Laboratorio di Poesia, a cura di Alfonso Maria Petrosino, esce di venerdì su ‘Poesia del nostro tempo’. Vengono commentati i versi degli aspiranti poeti del Laboratorio online e scelta la poesia della settimana.

La maggior parte dei versi di Alma Shahini ruotano intorno alla relazione madre-figlia; “esistenza” e “grembo” sono parole chiave. La poesia, nove quartine con lo stesso incipit (“A te che non abbassi mai lo sguardo”), tesse un elogio che passando attraverso alcune soluzioni stereotipate (“… perché una candela si scioglie / per dare luce agli altri” o ancora “… perché il mondo tuo dolce / ha la forma di un cuore”) approda appunto al tema della maternità. C’è un uso parsimonioso della rima (tempesta-testa, via-scia) e l’immaginario prende pochi rischi, arroccato com’è dietro la linea Maginot del “cuore-amore”. Nella poesia è pregevole la metafora che si serve del trattino (A piedi di cristallo / sono qui che percorro / ogni tuo centimetro, / contando ogni brivido / della mia anima-foglia, / portata sempre avanti / dal vento del domani). L’anima è una foglia: come non essere d’accordo?

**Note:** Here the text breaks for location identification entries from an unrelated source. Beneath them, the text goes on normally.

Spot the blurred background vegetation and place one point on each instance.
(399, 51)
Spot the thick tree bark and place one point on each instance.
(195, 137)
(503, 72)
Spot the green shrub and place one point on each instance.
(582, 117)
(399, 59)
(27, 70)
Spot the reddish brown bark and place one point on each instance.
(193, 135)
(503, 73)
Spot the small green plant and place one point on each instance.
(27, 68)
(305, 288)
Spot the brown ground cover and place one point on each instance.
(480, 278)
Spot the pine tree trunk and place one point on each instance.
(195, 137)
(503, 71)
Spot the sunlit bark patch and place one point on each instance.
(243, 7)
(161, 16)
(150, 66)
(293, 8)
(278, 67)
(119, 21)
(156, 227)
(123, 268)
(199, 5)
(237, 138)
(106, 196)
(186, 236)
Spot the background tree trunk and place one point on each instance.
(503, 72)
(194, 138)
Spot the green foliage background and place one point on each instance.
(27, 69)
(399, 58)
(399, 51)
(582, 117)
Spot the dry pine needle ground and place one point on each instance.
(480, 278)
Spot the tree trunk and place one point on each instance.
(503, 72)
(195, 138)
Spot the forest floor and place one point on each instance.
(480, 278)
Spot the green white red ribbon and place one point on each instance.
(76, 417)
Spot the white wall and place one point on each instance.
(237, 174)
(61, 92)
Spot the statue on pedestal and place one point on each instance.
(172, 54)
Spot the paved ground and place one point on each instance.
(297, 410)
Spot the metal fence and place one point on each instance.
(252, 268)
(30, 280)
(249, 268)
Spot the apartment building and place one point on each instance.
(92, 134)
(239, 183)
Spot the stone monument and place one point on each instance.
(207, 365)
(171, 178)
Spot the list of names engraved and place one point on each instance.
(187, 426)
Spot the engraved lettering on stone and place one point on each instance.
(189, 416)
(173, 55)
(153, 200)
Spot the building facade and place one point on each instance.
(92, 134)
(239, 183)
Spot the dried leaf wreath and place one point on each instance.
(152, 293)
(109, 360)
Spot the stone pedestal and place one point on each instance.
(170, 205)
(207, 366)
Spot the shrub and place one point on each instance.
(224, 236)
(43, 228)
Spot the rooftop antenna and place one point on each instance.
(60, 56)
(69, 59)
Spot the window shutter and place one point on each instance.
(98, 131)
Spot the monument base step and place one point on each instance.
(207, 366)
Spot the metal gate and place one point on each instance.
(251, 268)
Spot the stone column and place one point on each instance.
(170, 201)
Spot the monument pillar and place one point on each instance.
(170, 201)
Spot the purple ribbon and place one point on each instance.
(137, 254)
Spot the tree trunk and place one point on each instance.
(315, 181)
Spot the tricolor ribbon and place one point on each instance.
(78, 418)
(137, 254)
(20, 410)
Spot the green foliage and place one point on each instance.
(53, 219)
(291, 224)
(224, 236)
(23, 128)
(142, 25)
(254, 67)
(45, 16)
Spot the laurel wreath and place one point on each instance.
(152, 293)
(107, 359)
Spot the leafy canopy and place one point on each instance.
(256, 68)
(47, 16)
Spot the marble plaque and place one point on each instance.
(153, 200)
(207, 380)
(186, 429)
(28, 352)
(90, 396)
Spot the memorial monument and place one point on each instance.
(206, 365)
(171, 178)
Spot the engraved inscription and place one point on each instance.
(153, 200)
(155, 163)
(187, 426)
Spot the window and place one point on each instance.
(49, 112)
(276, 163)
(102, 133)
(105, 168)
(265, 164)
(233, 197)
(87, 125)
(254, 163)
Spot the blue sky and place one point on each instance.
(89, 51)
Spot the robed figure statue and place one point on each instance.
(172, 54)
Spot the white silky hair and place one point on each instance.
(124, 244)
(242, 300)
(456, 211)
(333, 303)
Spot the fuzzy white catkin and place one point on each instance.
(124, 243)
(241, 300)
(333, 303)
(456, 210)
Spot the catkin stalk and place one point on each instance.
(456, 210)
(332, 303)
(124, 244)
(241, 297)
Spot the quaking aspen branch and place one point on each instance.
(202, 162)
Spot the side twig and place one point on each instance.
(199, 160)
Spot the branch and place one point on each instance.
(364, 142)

Le prima delle due poesie inviate da Anna Bertoldi è un’allegoria: il significato letterale è una pianta, il significato riposto un sentimento (“una pianta crescerà / sarà esile, uno stelo e poco più di una fogliolina / morbida, coperta / da bianca microscopica peluria. / pianta nata da un sorriso, uno sguardo / un bicchiere di vino”). Una delle condizioni perché un’allegoria funzioni è il rapporto dialettico tra significato riposto e letterale. L’immagine vegetale è di impianto quasi biblico e quindi déjà ripetutamente vu e la chiusa sembra un’eco di echi (“per ogni germoglio che muore / un grammo di vita nasce altrove”); l’abbondanza di dettagli però ha il merito di mettere alla prova e testare il funzionamento stesso della figura retorica. La seconda poesia è un epicedio per un gatto (“occhi blu e lunghi baffi / pelliccia color piastrella, ridevamo / a vederla rotolare per casa. / riempiva un vuoto soffice”), nel cui pedigree, per via di quel suo mimetico pelo, figurano più facilmente lo Stregatto di Carroll che quelli di Baudelaire ed Eliot. Il dolore per la perdita – avvelenato da una vicina pazza – è smussato e sublimato dalla descrizione minuziosa dei fatti – preparazione del veleno e agonia – e dalla chiusa che richiama l’incipit (“il peggio è quando apro gli occhi. / tutto è rosso / come i polmoni del gatto avvelenato, non so più / che colore sia il blu”). Il verso “oltrepassò i confini del vuoto che riempiva” mi rimanda all’
del passero catulliano.

Come poesia della settimana un’inedita di Roberto Maggi. L’enjambement tra primo e secondo verso mima coerentemente il senso di profondità e di scoperta del fondo, così come le parole “Laggiù” e “era” che accentuano una distanza spaziale e temporale. Si aggiungano la bella trovata della colonna coclide rovesciata – sempre affascinanti i segni di scrittura nella natura – e il coro quasi angelico di bambini alla fine. Che rapporto c’è tra questo pozzo prosciugato e il porto sepolto di Ungaretti?

206 (mar. 2006)

Laggiù, il fondo del tuo pozzo
prosciugato, manto
di ciarpume marcio
era, una volta
colonna coclide alla rovescia.
Le strofe incise
sui muschi a giravolta
perdono le lettere
precipitando le parole,
sgretolando il bassorilievo delle idee.
Non mi evado
non m’incarno
in alcun atto di fede o di progresso.
La presa scivola su evoluzioni a ritroso.
Fuori, cori di voci bianche in girotondo.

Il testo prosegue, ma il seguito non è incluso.